À première vue, cela ressemble à un supermarché. Mais à y regarder de plus près, le magasin mêle les genres dans un savant équilibre entre discount et chic. Avec sa longue baie vitrée, son parking à vélos, ses espaces aérés et lumineux, le Maxi Simply de la très fréquentée avenue Corsica, à Milan, a un côté très « urbain contemporain ». Grand paquebot de 2 500 m2, il incarne une nouvelle déclinaison de l'enseigne des supermarchés Simply Market, lancée en 2005 par SMA (groupe Auchan), d'abord en Italie et en France. L'objectif étant, dans la péninsule, de compléter la gamme des formats. Le concept est toujours le même : un supermarché plus lisible et simplifié dans son assortiment, pratiquant les prix les plus bas, tout en offrant certains plus, tels les produits frais.

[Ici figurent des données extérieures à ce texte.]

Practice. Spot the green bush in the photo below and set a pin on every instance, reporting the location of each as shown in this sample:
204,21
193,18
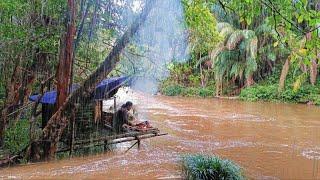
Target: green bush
210,167
206,92
172,90
17,137
268,92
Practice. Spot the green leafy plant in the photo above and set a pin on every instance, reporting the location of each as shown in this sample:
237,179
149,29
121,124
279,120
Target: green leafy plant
210,167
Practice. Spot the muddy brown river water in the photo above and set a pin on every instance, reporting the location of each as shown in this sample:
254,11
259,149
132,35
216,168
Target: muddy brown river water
269,140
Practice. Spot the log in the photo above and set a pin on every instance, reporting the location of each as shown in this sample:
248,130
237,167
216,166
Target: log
57,123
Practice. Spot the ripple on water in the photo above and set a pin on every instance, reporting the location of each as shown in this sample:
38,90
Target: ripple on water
247,117
311,153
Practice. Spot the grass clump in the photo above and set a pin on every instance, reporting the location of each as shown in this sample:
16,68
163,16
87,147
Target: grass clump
204,167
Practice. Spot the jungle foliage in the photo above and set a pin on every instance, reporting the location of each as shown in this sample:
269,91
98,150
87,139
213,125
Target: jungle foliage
256,43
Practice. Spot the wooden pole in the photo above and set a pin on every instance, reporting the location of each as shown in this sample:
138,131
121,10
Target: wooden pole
72,132
64,69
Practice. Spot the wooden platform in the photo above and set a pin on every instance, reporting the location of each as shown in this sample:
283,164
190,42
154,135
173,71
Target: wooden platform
115,139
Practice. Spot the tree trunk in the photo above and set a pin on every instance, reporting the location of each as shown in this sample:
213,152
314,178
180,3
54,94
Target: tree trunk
284,73
57,123
250,80
313,72
65,57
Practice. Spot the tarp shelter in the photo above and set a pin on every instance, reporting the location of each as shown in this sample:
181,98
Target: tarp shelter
103,90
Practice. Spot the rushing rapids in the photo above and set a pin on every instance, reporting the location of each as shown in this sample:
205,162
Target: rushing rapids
269,140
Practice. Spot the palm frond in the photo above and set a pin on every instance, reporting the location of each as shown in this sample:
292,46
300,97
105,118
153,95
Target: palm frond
251,66
223,25
203,59
235,38
299,81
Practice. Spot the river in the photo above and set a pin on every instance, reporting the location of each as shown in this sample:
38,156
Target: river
269,140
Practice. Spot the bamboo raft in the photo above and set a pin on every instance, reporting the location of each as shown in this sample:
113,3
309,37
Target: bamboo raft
115,139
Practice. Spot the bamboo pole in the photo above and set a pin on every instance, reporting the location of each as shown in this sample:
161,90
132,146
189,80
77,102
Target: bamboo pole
115,141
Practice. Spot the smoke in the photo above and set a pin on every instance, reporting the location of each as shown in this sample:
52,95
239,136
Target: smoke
161,40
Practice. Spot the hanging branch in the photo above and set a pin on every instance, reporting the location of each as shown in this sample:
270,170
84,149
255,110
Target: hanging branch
58,122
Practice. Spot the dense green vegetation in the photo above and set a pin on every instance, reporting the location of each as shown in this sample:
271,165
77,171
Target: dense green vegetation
260,50
256,49
210,167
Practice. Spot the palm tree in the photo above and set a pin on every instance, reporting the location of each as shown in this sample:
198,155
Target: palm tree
235,57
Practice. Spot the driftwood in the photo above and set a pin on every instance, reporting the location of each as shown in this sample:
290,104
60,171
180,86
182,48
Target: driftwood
58,122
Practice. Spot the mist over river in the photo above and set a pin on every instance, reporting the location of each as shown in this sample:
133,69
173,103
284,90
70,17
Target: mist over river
269,140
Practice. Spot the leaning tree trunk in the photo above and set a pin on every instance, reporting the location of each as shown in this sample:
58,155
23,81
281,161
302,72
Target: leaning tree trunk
313,72
249,81
57,123
284,73
65,57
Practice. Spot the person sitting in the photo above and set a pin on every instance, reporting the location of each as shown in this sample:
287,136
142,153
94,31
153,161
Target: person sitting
122,117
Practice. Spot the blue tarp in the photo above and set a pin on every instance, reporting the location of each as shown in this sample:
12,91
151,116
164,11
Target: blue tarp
105,86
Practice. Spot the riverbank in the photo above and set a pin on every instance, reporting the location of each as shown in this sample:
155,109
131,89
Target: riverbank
265,90
269,140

Prix bas et corniches dorées

Mais dans ce nouveau Maxi Simply, des modifications ont été portées. Ainsi, les promotions ne se cantonnent plus aux simples rabais. On propose aussi des formules avec « produits gratuits » plus attractives. Chaque « monde » est caractérisé par sa propre couleur (vert pour les légumes, rouge pour la viande, etc.) pour offrir une meilleure visualisation. Les couloirs sont spacieux et dégagés afin de favoriser la circulation... Et la flânerie ! Car dans sa version Maxi, le Simply se transforme en un magasin beaucoup plus sophistiqué, qui, tout en gardant le cap sur les prix bas, élargit son offre et ses services pour satisfaire des citadins plus aisés. « Nous nous sommes rendu compte que sur une surface plus grande, comme celle-ci de 2 500 m2, avec des assortiments trop allégés destinés à favoriser un prix plus avantageux mais offrant moins de choix, les ventes baissaient dans certaines catégories », explique le directeur, Leonardo Abbatangelo. Le magasin est donc passé de 12 000 à 15 000 références, et envisage d'en sélectionner encore un millier.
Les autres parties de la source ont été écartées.